Kiangan, Philippines: Man's Best Friend Over Rice
By Lauren G. Ferreira
With only two weeks of a solo, six-month trip throughout Asia remaining, I felt confident that I had successfully navigated any and all obstacles to maintaining a vegetarian diet. After trekking in Nepal, island hopping in Thailand, living the rural life in Laos, and immersing myself in the chaos of Cambodia, I had had the pleasure of sampling many delicious cuisines without compromising cultural immersion.
Having been invited to visit my friend Jordan, in Ifugao, a northern province in Luzon, Philippines, I booked a ticket posthaste. Seeing a familiar face and tasting yet another new cuisine seemed a perfect way to end the journey.
After an exhausting flight and an overnight bus trip, I arrived in the small town of Kiangan, where I met up with Jordan at his home. Wanting to show me a bit of the countryside, he arranged for us to travel to a village in a more mountainous region of Ifugao, near the famous rice terraces of Banaue. There he was to meet with the mayor on “official” business.
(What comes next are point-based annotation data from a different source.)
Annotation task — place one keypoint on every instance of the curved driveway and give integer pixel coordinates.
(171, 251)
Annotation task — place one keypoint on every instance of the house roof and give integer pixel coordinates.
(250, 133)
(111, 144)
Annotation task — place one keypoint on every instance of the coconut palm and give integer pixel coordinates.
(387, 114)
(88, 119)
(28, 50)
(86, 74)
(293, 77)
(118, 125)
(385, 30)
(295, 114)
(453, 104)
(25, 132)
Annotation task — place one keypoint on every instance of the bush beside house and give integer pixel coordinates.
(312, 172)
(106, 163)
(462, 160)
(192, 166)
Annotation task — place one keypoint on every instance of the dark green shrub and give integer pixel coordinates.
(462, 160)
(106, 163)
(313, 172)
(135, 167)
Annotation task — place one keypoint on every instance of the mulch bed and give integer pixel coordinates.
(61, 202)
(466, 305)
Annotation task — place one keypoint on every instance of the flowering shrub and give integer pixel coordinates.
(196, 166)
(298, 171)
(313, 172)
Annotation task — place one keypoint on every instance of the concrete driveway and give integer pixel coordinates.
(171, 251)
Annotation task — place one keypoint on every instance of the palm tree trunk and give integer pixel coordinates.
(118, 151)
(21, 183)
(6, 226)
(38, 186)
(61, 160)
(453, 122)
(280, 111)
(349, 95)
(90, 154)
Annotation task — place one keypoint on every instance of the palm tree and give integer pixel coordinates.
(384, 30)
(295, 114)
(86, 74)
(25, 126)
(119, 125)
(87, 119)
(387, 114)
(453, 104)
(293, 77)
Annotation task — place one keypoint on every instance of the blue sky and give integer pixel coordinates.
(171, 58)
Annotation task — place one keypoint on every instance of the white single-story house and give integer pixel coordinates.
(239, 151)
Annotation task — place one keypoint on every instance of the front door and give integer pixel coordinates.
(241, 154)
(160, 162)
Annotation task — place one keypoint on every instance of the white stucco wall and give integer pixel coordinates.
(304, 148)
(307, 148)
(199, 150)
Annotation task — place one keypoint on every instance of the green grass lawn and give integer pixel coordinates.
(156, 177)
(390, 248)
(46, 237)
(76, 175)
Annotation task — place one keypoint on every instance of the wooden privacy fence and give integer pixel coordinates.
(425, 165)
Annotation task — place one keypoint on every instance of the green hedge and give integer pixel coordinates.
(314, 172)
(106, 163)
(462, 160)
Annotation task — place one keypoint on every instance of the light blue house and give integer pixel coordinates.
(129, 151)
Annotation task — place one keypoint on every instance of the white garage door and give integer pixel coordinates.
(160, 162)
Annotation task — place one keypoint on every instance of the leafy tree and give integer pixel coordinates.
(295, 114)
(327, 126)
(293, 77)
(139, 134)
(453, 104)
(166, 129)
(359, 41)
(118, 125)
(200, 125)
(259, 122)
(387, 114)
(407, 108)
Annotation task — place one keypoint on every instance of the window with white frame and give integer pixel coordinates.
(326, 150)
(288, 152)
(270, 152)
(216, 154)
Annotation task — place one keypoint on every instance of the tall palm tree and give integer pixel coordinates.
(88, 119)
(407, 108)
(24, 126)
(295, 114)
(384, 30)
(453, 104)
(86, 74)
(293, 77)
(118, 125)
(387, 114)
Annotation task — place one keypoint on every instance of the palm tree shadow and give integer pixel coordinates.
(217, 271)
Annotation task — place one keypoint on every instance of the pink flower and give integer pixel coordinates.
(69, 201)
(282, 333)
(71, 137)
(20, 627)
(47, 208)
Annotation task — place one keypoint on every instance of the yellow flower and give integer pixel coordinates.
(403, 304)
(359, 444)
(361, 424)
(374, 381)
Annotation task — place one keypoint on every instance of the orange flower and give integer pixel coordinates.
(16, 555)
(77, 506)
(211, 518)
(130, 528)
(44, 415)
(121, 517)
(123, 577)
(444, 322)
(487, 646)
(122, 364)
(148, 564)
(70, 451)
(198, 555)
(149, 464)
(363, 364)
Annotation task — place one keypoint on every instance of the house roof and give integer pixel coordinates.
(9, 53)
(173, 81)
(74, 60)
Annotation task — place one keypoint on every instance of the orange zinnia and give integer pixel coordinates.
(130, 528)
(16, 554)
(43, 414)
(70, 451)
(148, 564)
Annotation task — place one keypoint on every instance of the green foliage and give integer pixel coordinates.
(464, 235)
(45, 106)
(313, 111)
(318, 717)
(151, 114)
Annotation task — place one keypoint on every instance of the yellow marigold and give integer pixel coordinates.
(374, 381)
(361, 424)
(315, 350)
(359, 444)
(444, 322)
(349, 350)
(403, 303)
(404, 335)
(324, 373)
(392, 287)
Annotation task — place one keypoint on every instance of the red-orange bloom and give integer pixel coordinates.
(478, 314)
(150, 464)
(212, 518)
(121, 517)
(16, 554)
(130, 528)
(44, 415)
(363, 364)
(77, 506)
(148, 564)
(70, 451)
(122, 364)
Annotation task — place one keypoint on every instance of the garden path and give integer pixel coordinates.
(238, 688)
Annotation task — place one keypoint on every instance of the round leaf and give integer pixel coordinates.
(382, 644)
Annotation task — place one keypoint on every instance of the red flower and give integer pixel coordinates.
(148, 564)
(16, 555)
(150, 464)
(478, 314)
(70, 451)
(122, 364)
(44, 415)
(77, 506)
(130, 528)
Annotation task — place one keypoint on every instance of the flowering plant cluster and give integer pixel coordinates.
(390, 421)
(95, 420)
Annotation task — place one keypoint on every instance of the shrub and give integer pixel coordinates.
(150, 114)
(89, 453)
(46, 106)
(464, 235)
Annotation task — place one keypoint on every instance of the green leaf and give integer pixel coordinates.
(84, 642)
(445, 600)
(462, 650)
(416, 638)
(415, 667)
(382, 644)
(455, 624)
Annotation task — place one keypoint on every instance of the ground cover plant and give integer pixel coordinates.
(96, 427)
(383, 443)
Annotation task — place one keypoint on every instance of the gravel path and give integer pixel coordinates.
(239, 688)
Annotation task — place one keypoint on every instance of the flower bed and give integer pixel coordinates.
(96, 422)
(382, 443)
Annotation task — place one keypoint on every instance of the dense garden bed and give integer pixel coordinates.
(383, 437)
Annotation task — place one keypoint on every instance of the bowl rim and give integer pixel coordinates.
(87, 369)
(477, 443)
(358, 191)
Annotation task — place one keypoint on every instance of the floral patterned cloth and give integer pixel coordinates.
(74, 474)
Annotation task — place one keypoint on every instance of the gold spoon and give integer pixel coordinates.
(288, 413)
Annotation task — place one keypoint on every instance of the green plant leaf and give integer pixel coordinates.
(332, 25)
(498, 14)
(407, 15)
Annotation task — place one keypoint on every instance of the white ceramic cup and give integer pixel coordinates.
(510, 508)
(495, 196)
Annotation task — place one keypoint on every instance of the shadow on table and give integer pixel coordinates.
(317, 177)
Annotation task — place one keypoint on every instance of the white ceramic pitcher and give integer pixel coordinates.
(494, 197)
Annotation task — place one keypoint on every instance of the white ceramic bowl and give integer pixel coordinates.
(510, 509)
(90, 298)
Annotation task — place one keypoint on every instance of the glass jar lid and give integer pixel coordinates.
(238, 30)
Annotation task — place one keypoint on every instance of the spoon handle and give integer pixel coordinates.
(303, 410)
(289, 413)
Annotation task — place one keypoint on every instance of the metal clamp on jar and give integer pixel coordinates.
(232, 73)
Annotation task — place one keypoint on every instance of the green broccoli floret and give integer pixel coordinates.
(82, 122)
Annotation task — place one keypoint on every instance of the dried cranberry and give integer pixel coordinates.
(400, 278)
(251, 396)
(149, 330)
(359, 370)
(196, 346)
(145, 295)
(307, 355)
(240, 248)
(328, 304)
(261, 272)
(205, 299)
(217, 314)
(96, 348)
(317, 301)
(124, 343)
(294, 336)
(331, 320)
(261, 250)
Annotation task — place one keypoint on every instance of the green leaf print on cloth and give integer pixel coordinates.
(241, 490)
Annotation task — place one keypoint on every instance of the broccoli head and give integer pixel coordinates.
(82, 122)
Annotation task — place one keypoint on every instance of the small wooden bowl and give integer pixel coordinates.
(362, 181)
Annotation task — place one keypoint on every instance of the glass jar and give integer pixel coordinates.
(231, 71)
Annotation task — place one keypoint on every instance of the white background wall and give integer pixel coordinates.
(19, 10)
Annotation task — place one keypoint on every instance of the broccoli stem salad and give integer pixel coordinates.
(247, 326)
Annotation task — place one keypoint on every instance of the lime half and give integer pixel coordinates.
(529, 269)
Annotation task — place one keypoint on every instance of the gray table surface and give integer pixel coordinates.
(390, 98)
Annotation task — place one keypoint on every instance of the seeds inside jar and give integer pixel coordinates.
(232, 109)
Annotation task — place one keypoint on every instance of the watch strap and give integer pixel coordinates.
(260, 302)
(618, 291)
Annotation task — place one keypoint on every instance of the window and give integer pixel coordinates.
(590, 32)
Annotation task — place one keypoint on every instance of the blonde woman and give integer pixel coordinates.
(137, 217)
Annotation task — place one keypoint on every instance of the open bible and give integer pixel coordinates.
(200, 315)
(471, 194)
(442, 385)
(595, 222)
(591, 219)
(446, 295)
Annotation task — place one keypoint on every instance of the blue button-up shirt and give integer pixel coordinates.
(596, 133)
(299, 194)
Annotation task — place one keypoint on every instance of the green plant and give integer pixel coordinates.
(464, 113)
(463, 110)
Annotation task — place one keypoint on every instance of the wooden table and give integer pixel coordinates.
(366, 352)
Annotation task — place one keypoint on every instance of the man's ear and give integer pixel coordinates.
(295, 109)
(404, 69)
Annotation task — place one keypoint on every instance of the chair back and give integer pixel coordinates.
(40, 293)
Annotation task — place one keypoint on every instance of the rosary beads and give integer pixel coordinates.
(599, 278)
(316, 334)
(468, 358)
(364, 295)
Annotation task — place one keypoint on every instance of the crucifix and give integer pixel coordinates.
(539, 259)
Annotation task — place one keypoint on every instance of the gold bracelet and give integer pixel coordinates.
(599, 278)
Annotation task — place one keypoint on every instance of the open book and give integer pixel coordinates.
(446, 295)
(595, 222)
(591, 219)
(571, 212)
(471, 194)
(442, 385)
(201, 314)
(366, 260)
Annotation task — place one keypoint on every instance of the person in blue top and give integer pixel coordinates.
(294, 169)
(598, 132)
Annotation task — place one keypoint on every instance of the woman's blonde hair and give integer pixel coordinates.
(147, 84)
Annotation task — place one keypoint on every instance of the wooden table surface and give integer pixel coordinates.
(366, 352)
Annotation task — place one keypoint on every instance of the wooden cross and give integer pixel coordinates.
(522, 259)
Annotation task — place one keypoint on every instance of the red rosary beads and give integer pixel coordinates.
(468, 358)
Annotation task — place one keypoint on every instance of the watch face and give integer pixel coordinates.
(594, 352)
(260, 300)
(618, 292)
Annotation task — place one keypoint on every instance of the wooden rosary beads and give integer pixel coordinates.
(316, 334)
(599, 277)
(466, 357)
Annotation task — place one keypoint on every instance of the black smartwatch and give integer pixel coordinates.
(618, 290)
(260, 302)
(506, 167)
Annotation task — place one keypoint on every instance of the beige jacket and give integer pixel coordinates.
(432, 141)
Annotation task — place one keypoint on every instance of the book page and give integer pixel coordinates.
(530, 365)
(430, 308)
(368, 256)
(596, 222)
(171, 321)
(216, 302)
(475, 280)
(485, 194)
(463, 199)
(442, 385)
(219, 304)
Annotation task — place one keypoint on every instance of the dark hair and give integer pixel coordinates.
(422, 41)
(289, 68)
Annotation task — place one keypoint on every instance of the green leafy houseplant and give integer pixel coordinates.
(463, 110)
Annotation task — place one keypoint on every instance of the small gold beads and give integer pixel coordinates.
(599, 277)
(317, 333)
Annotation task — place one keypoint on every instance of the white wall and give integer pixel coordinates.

Heading out of town the next morning by way of jeepney we ascended into the sharp-ridged, heavily-forested mountains.
After a full day’s journey, we arrived at the sleepy hamlet. It was easy to spot the newly built, two-story, concrete municipal building amidst the handful of single-story, hand-built homes. Greeting us upon arrival, the mayor invited us to lunch. It took minutes to walk to our lunch spot in the home of one of the mayor’s staff. A group of local men were seated outside on dingy plastic chairs. I was the only woman and the tallest of the group. Two men stood up offered up their spots, make-shifting new ones for themselves from overturned crates. “Please take your seats,” the mayor pronounced.
The smell of meat cooking wafted from the kitchen. It was unmistakable. “Don't worry,” I thought to myself, “there’s bound to be rice and vegetables.” In short order a gigantic, aluminum-like pot was carried forth. Having the girth and depth of a sawed-off wine barrel, it held a mountain of white rice that could have filled a kiddie pool. The widespread arms holding the rice placed it gingerly atop the table.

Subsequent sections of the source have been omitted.